Il bilancio umico è però alimentato dalla riuscita di ogni singola coltura che, al prodotto finale, destinato alla vendita, abbina produzione di biomassa da restituire al terreno, in termini di residui e radici, la cui abbondanza è ovviamente proporzionale alla resa della coltura; in sintesi a rese basse corrispondono basse restituzioni.
La vitalità dei microrganismi del suolo, i principali collaboratori aziendali, è strettamente legata alla quantità e qualità di SO(sostanza organica) immessa, così come l’azione sinergica con l’apparato radicale dipende anche dal suo sviluppo e la conseguente capacità di esplorare ampi strati di suolo.
Poi c’è la capacità di competizione con le infestanti che è completamente diversa tra una coltura vigorosa capace di colonizzare gli spazi del sopra e del sottosuolo e una stentata e lenta nello sviluppo.

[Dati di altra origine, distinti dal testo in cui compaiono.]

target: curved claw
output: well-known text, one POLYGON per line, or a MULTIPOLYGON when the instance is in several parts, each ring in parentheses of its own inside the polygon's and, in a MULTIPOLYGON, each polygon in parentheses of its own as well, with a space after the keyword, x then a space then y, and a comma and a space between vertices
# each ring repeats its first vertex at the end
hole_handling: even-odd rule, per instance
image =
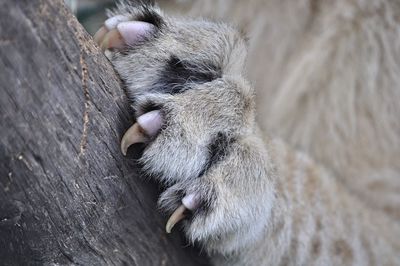
POLYGON ((94 41, 98 44, 101 45, 101 43, 103 42, 104 36, 106 36, 108 32, 108 29, 103 26, 101 27, 96 34, 93 36, 94 41))
POLYGON ((162 125, 159 110, 153 110, 138 117, 137 123, 131 126, 121 140, 121 151, 124 155, 132 144, 143 143, 154 137, 162 125))
POLYGON ((171 233, 172 228, 177 224, 179 221, 181 221, 183 218, 186 217, 184 212, 186 211, 185 205, 181 205, 174 211, 174 213, 169 217, 168 222, 165 226, 165 231, 169 234, 171 233))
POLYGON ((148 137, 144 134, 143 129, 138 123, 133 124, 128 131, 125 132, 121 140, 121 151, 125 156, 128 148, 135 143, 143 143, 148 140, 148 137))
POLYGON ((105 51, 110 48, 122 48, 125 41, 117 29, 112 29, 107 32, 101 42, 101 50, 105 51))

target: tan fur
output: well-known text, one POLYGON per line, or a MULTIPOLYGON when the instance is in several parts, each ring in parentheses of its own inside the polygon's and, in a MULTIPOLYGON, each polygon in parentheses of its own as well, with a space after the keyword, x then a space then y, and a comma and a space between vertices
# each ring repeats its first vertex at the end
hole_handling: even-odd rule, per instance
MULTIPOLYGON (((199 2, 192 12, 236 19, 250 40, 258 36, 247 73, 263 89, 255 98, 245 41, 222 23, 151 8, 163 26, 114 51, 137 115, 149 105, 164 114, 141 158, 166 186, 162 209, 201 195, 204 208, 184 230, 217 265, 399 265, 397 2, 199 2), (217 76, 188 78, 175 84, 179 93, 152 91, 168 79, 171 55, 217 76), (205 167, 215 145, 223 155, 205 167)), ((142 12, 116 13, 138 20, 142 12)))

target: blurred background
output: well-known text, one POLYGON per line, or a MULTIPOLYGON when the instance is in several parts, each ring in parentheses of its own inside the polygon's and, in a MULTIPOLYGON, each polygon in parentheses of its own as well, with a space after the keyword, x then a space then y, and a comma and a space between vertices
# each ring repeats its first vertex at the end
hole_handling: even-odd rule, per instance
POLYGON ((64 0, 79 22, 94 34, 106 18, 106 10, 115 5, 113 0, 64 0))

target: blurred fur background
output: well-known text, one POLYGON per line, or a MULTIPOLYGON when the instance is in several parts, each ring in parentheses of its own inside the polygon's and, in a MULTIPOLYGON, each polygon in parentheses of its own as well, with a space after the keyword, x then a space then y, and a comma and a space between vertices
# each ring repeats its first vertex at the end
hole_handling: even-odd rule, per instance
MULTIPOLYGON (((94 33, 109 0, 66 0, 94 33)), ((400 220, 400 2, 162 0, 168 13, 236 24, 249 38, 260 126, 400 220)))

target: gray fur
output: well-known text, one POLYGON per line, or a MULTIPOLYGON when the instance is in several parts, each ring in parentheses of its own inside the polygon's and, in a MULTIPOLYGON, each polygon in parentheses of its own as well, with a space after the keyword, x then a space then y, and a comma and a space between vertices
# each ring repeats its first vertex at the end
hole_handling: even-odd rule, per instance
MULTIPOLYGON (((136 115, 149 106, 163 113, 165 124, 140 159, 144 171, 167 187, 160 207, 170 214, 182 195, 201 195, 203 208, 184 222, 188 239, 220 265, 400 264, 397 223, 350 195, 306 155, 258 129, 254 89, 244 77, 243 36, 226 24, 145 9, 162 23, 110 59, 136 115), (212 81, 188 79, 179 93, 152 91, 171 56, 197 68, 193 73, 210 65, 220 72, 212 81), (219 134, 230 145, 204 171, 219 134)), ((121 4, 113 14, 137 20, 145 9, 121 4)))

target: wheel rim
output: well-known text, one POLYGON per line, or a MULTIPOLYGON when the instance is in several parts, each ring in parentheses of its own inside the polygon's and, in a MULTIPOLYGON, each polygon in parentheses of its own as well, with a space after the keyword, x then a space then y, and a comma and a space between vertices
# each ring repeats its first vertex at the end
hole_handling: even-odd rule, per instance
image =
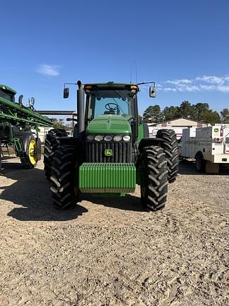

Il danno non si limita a risultati scadenti, ma a problemi di raccolta e conservazione per presenza di umidità, a maggiori costi di vagliatura, a deprezzamento del prodotto e, cosa grave, a rendere perpetue piante così dette indesiderate che disseminando si garantiscono la persistenza nell’area, inficeranno il lavoro degli anni successivi.
Inoltre, soprattutto per le piccole aziende, rese basse comportano una massa critica di prodotto aziendale che non giustifica i costi di trasporto, costringendo a vendere sul mercato convenzionale a prezzi più bassi.
Infine c’è da mettere anche in conto che prodotti che non hanno trovato il giusto nutrimento, difficilmente possono vantare qualità organolettiche e nutrizionali superiori di cui spesso ci vantiamo.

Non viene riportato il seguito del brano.